One of the great challenges faced by classical and Christian schools is the challenge of growth swamping that which is the cause of the growth. If there is one three-man lifeboat in the water, and a hundred people also in the water, the thing that makes the lifeboat an object of desire is the same reason it won’t be floating for very long.
Classical Christian schools have a great pedagogical method — it works. Moreover, the people who were crazy enough to see that it was going to work are those parents who were visionary enough to establish the school in the first place. They were dedicated parents, usually with godly homes, and when the school got established in its first few years, the culture of the student body was determined as much by the spiritual and cultural condition of the founding families as anything else. That, as much as the pedagogical method, is the reason the school became a really attractive place to be.
But back in the pure days, it was hard to pay the teachers. It was hard to keep the lights on. It was hard to find someone who would do the janitorial work. So when the school started to grow, the first sensation (felt by the board) was a sense of relief. Ahhhh.
However, something else, other than money to pay the bills, came to the school along with the increased enrollment. That something was knowledge among the students of who Beyoncé and Miley are, emblems of our crappy culture. And by knowledge here, I do not mean simple cognitive knowledge. I am referring to a knowledge of such worldliness which the students find dazzling and attractive. When such things have a gravitational pull, then the school and the community behind the school are under assault. This is done by means of pop culture — music, web sites, gaming, movies, books, and so on.
I am not, incidentally, objecting to Christians who know how to effectively engage with the world in all these areas. Throw a bunch of Christians into the ocean of pop schlock, and I have no objections to the Christians who know how to swim. My protest concerns the ones who are drowning, and have drowned. Think of an engaged hipster on the ocean floor, blowing little Kuyperian bubbles.
A good school is engaged in the task of building a school culture that is honoring to God. Those materials are assembled day after day, year after year.
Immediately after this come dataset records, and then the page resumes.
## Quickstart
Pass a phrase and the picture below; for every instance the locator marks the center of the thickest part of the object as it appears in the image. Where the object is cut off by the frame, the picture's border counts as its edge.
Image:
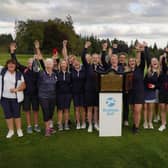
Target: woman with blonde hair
(63, 95)
(150, 86)
(163, 92)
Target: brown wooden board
(111, 82)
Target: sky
(146, 20)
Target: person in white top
(11, 87)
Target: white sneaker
(145, 125)
(162, 128)
(126, 124)
(10, 134)
(83, 126)
(90, 128)
(78, 126)
(155, 120)
(151, 126)
(51, 125)
(96, 126)
(20, 133)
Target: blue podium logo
(110, 102)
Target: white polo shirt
(9, 83)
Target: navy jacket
(30, 78)
(163, 78)
(64, 83)
(78, 80)
(92, 77)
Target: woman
(136, 93)
(91, 86)
(151, 84)
(78, 76)
(12, 86)
(163, 92)
(47, 80)
(113, 64)
(31, 91)
(63, 95)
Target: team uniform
(91, 83)
(64, 93)
(47, 92)
(136, 93)
(150, 79)
(31, 91)
(163, 83)
(9, 101)
(78, 84)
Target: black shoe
(135, 130)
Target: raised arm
(140, 57)
(164, 64)
(38, 57)
(13, 56)
(84, 61)
(64, 50)
(147, 54)
(104, 53)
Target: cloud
(127, 19)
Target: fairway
(73, 148)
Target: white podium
(110, 114)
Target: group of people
(55, 82)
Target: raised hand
(36, 44)
(65, 42)
(145, 43)
(88, 44)
(12, 47)
(104, 46)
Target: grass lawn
(80, 149)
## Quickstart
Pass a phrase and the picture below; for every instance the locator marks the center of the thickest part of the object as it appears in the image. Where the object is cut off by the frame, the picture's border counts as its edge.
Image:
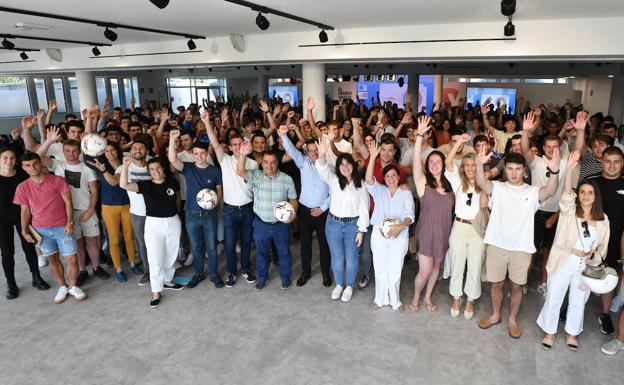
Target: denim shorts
(54, 239)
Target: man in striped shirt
(269, 186)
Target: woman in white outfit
(388, 253)
(582, 238)
(466, 245)
(162, 224)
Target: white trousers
(568, 276)
(467, 249)
(162, 240)
(388, 257)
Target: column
(313, 75)
(616, 101)
(263, 86)
(437, 89)
(87, 95)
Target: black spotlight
(510, 29)
(508, 7)
(7, 44)
(110, 35)
(262, 22)
(160, 3)
(323, 36)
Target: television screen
(479, 95)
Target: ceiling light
(160, 3)
(110, 35)
(262, 22)
(323, 36)
(510, 29)
(508, 7)
(7, 44)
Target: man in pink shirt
(46, 199)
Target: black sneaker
(217, 281)
(606, 326)
(101, 273)
(249, 276)
(144, 279)
(82, 277)
(195, 281)
(174, 286)
(230, 281)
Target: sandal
(548, 341)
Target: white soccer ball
(207, 199)
(284, 211)
(93, 145)
(386, 226)
(602, 285)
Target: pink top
(45, 200)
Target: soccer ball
(386, 226)
(93, 145)
(207, 199)
(283, 211)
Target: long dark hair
(355, 176)
(431, 180)
(597, 213)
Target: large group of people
(475, 193)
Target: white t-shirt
(136, 174)
(511, 221)
(77, 177)
(236, 191)
(538, 178)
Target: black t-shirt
(612, 194)
(160, 199)
(9, 211)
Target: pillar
(87, 95)
(313, 75)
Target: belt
(466, 221)
(239, 207)
(345, 219)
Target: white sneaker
(43, 261)
(78, 293)
(337, 292)
(347, 294)
(61, 295)
(616, 304)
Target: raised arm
(527, 127)
(172, 154)
(547, 191)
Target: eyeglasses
(585, 229)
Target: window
(14, 96)
(42, 97)
(73, 94)
(59, 95)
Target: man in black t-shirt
(611, 184)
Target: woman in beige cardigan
(581, 238)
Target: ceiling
(214, 18)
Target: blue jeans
(237, 224)
(341, 240)
(265, 234)
(198, 224)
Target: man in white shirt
(238, 213)
(509, 235)
(84, 192)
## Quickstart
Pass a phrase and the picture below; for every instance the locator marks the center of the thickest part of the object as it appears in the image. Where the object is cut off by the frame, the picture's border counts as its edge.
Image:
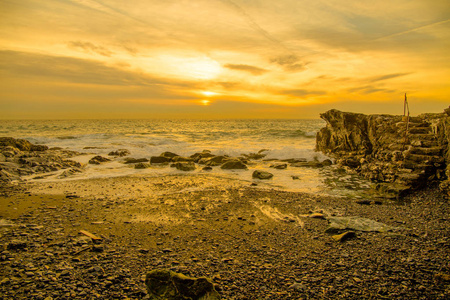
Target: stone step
(415, 130)
(423, 158)
(433, 151)
(424, 144)
(422, 137)
(409, 178)
(414, 166)
(412, 124)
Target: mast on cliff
(405, 119)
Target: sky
(72, 59)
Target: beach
(253, 241)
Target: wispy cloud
(419, 28)
(290, 62)
(253, 24)
(387, 76)
(301, 93)
(246, 68)
(89, 47)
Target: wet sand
(253, 241)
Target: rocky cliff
(400, 154)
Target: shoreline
(254, 243)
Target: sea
(280, 139)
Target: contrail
(101, 7)
(413, 30)
(253, 23)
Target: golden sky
(221, 58)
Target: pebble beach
(97, 239)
But many classical Christian schools have discovered that when they get to a certain size, the culture they are assembling during the day is being routinely disassembled evening after evening, and a great deal of demolition being accomplished over the weekend.
Now you can’t do everything, and perfectionism is a temptation to be resisted by Christian educators. But here are just a few thoughts that might be helpful for schools in this position.
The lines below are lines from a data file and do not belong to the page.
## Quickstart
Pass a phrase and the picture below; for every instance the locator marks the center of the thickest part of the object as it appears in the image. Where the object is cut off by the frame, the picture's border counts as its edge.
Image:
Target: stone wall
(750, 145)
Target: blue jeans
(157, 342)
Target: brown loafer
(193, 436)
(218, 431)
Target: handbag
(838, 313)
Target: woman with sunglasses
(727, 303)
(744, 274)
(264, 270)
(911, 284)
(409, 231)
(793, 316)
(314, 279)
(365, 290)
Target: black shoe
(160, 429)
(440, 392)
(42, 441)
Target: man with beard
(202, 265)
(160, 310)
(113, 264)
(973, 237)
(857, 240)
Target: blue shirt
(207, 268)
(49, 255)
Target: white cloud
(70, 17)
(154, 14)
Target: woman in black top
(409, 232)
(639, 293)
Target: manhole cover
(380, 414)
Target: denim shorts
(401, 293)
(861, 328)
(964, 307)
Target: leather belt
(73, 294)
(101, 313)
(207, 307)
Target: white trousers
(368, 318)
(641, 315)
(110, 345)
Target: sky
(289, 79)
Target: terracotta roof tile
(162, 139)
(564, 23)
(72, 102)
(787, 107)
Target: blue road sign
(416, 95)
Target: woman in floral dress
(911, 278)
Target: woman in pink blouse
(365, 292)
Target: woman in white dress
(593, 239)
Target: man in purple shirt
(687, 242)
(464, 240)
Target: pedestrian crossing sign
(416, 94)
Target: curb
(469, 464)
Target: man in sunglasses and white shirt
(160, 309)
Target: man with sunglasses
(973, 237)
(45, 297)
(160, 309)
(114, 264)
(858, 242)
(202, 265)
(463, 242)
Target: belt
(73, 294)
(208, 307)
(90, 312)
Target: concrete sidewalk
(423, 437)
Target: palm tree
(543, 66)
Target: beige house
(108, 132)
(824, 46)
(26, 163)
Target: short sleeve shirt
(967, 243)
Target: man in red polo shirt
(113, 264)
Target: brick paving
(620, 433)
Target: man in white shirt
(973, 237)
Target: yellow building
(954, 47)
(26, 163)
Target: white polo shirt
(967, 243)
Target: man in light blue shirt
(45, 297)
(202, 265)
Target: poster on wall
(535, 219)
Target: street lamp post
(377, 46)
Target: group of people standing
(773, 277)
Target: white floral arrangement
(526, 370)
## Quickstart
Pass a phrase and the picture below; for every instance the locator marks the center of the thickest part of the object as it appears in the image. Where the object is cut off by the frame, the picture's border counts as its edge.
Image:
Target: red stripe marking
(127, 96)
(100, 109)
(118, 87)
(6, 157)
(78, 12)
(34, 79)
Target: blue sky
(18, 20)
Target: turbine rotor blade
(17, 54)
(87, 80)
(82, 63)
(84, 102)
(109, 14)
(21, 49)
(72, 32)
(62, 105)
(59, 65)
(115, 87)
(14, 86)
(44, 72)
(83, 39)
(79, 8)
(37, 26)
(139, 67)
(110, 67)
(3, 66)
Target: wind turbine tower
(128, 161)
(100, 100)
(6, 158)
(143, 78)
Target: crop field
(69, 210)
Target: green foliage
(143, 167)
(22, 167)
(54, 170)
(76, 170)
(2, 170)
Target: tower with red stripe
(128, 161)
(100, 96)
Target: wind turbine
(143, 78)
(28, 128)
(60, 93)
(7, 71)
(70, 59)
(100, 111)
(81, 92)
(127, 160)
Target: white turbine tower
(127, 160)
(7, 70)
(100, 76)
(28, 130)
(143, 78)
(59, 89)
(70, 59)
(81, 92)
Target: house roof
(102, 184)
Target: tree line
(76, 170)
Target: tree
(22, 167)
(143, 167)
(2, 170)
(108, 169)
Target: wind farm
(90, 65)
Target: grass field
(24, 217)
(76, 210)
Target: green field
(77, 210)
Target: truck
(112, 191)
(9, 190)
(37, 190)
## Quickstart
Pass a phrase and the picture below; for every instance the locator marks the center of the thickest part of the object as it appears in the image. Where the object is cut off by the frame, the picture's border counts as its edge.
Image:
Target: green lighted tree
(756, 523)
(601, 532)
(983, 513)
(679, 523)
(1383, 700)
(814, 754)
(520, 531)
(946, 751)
1. Rules won’t fix anything. You need the rules for the sake of basic moral order, but rules are not gospel. Rules change no hearts. This is why a school in these circumstances should seek out support from churches where grace and gospel are effectively preached, and should bring in speakers from such churches for chapel or assembly. The hallmark of such talks should be the grace of full forgiveness, and the consequences of receiving such grace. It would be easy to slip off the point, and bring in speakers who will place the divine seal on the school rules. But law drives us to gospel, not the other way around. Apart from the sovereign grace of God in Jesus Christ, there is no solution to this problem. Without Jesus, a school with standards will become a place of reeking hypocrisies, starting with the students and working its way up through the teachers, administration and board.
2. That being the case, then anything else done should be thought of as having a supportive role, not a leading role. For example, a good school with solid academic standards will not leave a lot of time for massive encroachments from pop culture. There will be assignments due, tests to prepare for, paper mache volcanoes to make. One of the best things a school can do for young people today is to keep them busy. And since all work and no play makes Jack a dull boy, this is where a school can fill in the remaining time with extracurricular activities like sports or drama. If you have a full program, there won’t be as much time left over for Stupid Movie VII, or twerking practice over in Suzy’s garage.
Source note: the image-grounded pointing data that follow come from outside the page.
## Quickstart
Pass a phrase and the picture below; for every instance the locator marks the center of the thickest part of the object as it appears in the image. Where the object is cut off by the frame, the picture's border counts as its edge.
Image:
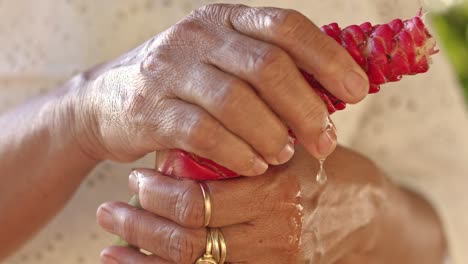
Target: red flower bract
(385, 52)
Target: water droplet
(321, 177)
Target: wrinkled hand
(223, 80)
(282, 217)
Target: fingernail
(108, 259)
(134, 181)
(105, 218)
(327, 141)
(356, 84)
(285, 154)
(259, 166)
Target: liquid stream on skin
(321, 177)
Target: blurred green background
(450, 18)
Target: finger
(126, 255)
(232, 201)
(278, 81)
(185, 126)
(236, 105)
(311, 49)
(152, 233)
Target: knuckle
(286, 23)
(335, 55)
(204, 134)
(311, 118)
(230, 97)
(267, 60)
(189, 208)
(183, 246)
(216, 12)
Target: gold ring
(207, 258)
(207, 200)
(223, 248)
(215, 250)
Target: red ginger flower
(386, 52)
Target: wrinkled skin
(283, 216)
(204, 84)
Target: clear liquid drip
(321, 177)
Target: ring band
(215, 250)
(207, 258)
(207, 200)
(223, 248)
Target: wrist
(77, 116)
(407, 231)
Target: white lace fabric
(415, 130)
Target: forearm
(41, 164)
(410, 233)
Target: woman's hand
(223, 80)
(282, 217)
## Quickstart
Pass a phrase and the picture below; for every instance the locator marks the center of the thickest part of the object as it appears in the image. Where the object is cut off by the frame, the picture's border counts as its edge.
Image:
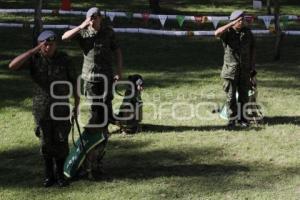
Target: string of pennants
(144, 31)
(163, 18)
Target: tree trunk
(38, 25)
(269, 11)
(154, 6)
(279, 33)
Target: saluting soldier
(239, 65)
(50, 101)
(99, 45)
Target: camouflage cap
(46, 35)
(236, 14)
(93, 11)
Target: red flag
(65, 5)
(146, 17)
(200, 19)
(55, 12)
(249, 19)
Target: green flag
(180, 20)
(129, 15)
(284, 21)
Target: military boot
(61, 181)
(49, 173)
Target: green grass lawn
(169, 159)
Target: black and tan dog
(131, 110)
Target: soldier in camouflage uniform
(50, 101)
(98, 44)
(239, 64)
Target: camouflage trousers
(236, 103)
(100, 115)
(54, 138)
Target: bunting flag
(249, 19)
(55, 12)
(267, 20)
(200, 19)
(272, 29)
(162, 19)
(26, 25)
(190, 33)
(180, 20)
(214, 20)
(111, 16)
(284, 21)
(146, 17)
(65, 5)
(129, 15)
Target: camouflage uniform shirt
(97, 47)
(44, 72)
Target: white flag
(111, 16)
(162, 19)
(267, 20)
(214, 20)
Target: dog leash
(75, 121)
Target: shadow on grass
(23, 167)
(127, 160)
(165, 128)
(282, 120)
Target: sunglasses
(51, 39)
(94, 16)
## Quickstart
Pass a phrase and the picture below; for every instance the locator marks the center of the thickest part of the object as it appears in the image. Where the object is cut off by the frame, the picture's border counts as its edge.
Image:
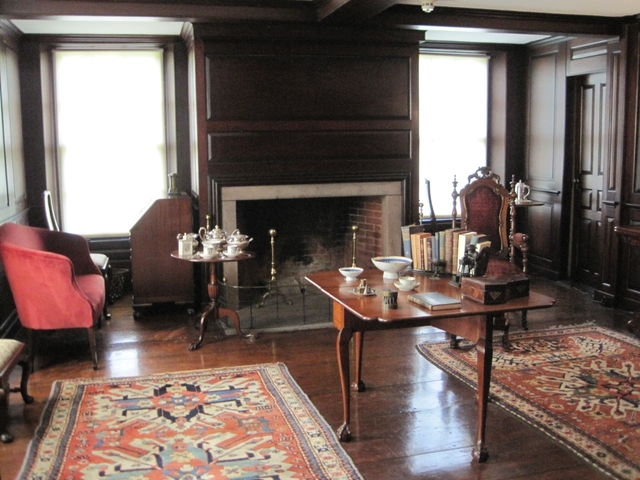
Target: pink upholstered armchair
(54, 282)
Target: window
(111, 137)
(453, 124)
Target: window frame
(452, 51)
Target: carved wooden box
(494, 290)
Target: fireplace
(302, 215)
(313, 231)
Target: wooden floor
(413, 422)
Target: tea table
(214, 309)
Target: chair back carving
(484, 208)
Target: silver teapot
(238, 239)
(187, 243)
(215, 236)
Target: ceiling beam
(351, 11)
(408, 16)
(197, 11)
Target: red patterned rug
(580, 385)
(251, 422)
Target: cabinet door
(156, 276)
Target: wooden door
(589, 157)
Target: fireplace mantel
(389, 191)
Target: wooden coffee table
(355, 315)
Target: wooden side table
(214, 309)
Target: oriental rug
(250, 422)
(580, 385)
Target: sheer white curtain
(110, 125)
(453, 124)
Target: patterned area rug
(580, 385)
(251, 422)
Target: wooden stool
(12, 353)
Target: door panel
(545, 161)
(589, 161)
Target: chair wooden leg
(24, 381)
(5, 436)
(92, 344)
(31, 346)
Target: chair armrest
(45, 290)
(75, 247)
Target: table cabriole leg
(342, 347)
(484, 348)
(358, 385)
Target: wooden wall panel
(544, 163)
(324, 106)
(307, 87)
(241, 147)
(612, 180)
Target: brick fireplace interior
(313, 225)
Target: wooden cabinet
(156, 276)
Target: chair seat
(93, 287)
(101, 261)
(10, 351)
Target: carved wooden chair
(487, 207)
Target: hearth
(313, 231)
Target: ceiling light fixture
(427, 7)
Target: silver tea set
(214, 242)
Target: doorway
(588, 151)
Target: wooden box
(494, 290)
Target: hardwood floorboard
(413, 422)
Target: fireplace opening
(313, 225)
(311, 234)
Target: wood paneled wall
(323, 105)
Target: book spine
(406, 241)
(420, 302)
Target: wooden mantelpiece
(305, 106)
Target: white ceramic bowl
(391, 265)
(350, 273)
(241, 245)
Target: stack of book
(434, 300)
(446, 247)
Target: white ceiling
(604, 8)
(132, 26)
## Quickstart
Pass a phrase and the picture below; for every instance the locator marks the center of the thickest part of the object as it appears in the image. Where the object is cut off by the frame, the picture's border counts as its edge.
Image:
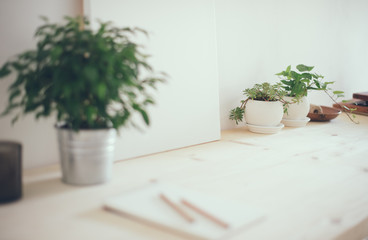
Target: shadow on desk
(46, 187)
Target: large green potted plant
(92, 80)
(262, 109)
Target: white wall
(182, 43)
(258, 38)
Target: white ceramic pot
(263, 113)
(297, 111)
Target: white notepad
(146, 206)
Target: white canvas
(182, 42)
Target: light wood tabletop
(311, 183)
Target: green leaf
(101, 91)
(304, 68)
(288, 68)
(286, 82)
(4, 71)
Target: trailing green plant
(298, 83)
(261, 92)
(91, 79)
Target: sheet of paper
(145, 205)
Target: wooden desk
(311, 182)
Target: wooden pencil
(176, 208)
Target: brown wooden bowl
(327, 114)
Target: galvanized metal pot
(86, 156)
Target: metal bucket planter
(86, 156)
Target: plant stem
(342, 107)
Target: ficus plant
(261, 92)
(91, 78)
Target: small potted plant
(297, 84)
(92, 81)
(263, 108)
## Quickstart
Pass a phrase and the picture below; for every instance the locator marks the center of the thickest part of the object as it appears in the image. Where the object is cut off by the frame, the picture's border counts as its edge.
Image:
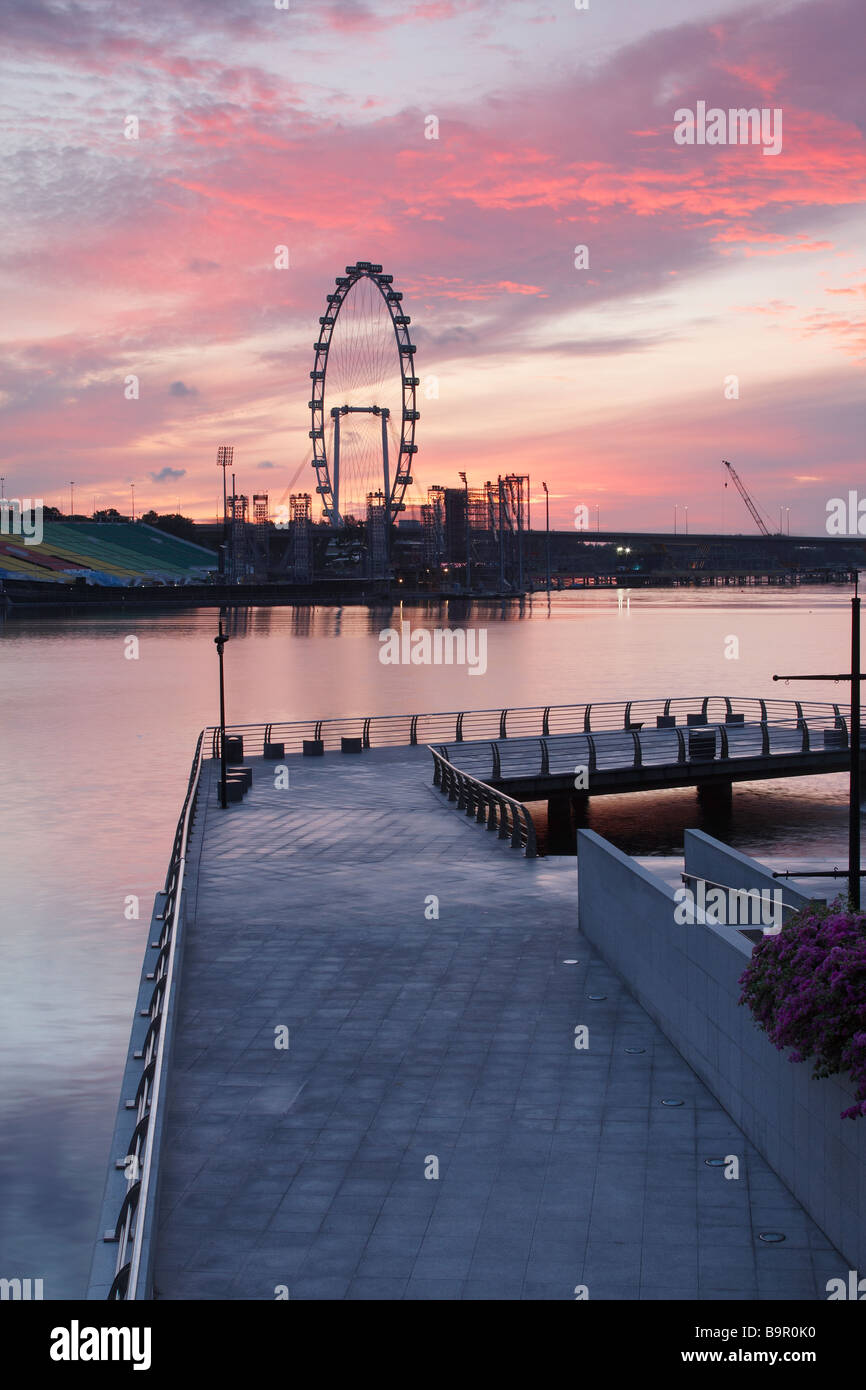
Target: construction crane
(745, 498)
3. While rules cannot make the heart pleasant, they can make the school pleasant. The rules should be simple and obvious, and not an opportunity for teachers and administrators to be petty or petulant. If there is consistency and fairness in how the rules are applied, and if they are for the obvious good of everyone — tenth graders don’t get to run down third graders in the stairwell — then the result is that you have created a good environment for learning. One of the things that must be learned, however, taking us back to the first point, is the grace of the gospel.
A good disciplinarian can rid a school of the demon of disorder. But unless the Spirit of God fills in the vacancy, the demons of self-righteousness, seven times worse than the first one, will come back to haunt the place.